Dawson Hardware Building in Charlottetown gets new life

A historic building on the corner of University and Kent Streets in Charlottetown is one step closer to restoration.

Landmark 130-year-old Dawson Hardware Building stands at the corner of University Avenue and Kent Street

Architects Chris and Brenda Tweel are restoring the 130-year-old Dawson Hardware Building in downtown Charlottetown. (CBC)

A historic building on the corner of University and Kent streets in Charlottetown is one step closer to restoration.

Protective tarps came down Thursday on the 130-year-old Dawson Hardware Building.

Today was like unwrapping a Christmas present.- Architect, Chris Tweel

Architects Chris and Brenda Tweel, who have been restoring the structure all winter, have been waiting a long time to see it unveiled.

"It's amazing," said Chris.

"I always think I know what my work's going to look like after all the planning we do, but today was like unwrapping a Christmas present.
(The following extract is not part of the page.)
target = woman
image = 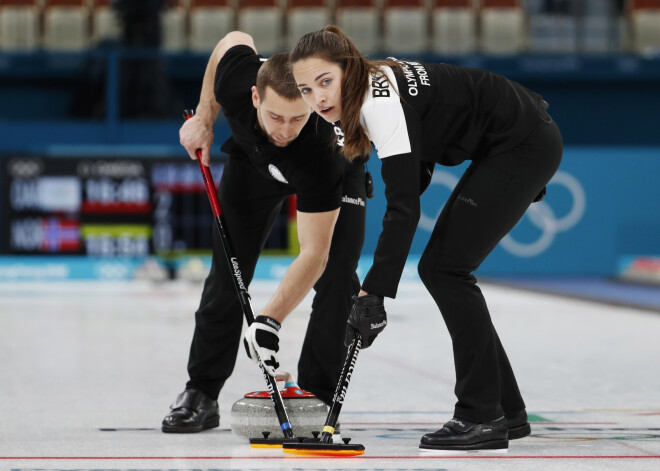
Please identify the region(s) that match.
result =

It was a great surprise and I'm thrilled."

The building, which was constructed in the 1880s, was originally a hardware store and warehouse.

Inside, beams of Island spruce and hemlock testify to the building's heritage.
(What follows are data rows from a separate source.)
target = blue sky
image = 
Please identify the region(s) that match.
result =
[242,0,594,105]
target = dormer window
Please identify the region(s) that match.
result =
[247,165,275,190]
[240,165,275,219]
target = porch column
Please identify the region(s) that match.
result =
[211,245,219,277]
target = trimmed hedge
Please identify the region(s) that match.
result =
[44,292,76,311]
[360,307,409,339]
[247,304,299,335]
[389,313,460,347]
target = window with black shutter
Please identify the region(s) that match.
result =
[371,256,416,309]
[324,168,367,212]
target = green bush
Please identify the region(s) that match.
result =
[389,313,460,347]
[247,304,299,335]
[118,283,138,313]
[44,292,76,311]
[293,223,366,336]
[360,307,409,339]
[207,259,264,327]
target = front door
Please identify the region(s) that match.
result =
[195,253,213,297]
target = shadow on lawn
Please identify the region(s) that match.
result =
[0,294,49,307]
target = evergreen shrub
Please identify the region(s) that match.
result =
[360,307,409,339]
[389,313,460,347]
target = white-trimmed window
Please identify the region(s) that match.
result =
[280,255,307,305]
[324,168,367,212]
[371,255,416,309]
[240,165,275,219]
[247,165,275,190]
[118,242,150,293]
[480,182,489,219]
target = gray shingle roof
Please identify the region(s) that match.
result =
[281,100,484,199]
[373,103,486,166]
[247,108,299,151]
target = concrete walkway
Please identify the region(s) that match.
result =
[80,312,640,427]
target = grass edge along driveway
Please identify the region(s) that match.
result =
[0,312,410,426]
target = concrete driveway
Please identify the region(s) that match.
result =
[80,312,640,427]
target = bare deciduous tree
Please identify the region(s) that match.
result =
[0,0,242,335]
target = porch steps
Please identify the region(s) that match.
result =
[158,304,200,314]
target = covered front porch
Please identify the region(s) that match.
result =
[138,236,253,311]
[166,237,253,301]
Tweel imported 16,000 red clay bricks from England to repair the exterior.

"It kind of integrates the historic block down the street by Province House into this corner and along with the Starbucks building," said Tweel.

"Hopefully, that will generate more growth and redevelopment and give some civic pride to the intersection."

The Dawson Hardware Building is part of a larger restoration project involving adjacent buildings. (CBC)

Tweel says this is the cornerstone of a larger restoration project. Work is already underway to restore adjacent buildings on Great George and Kent streets.

For decades, the Dawson Hardware Building lay hidden beneath stucco and steel, the result of modernization in the 1970s.  

"We're a historic city, so any time you get to restore a significant building like this, it's just a real win-win for everybody — our business community, our city as a whole," said Ron Atkinson, economic development officer for the city.

Crews still have plenty of work to do.

It remains to be seen who rent the ground floor and a local law firm is taking the upper three storeys.

Tweel says the building should be ready for use by February 2016.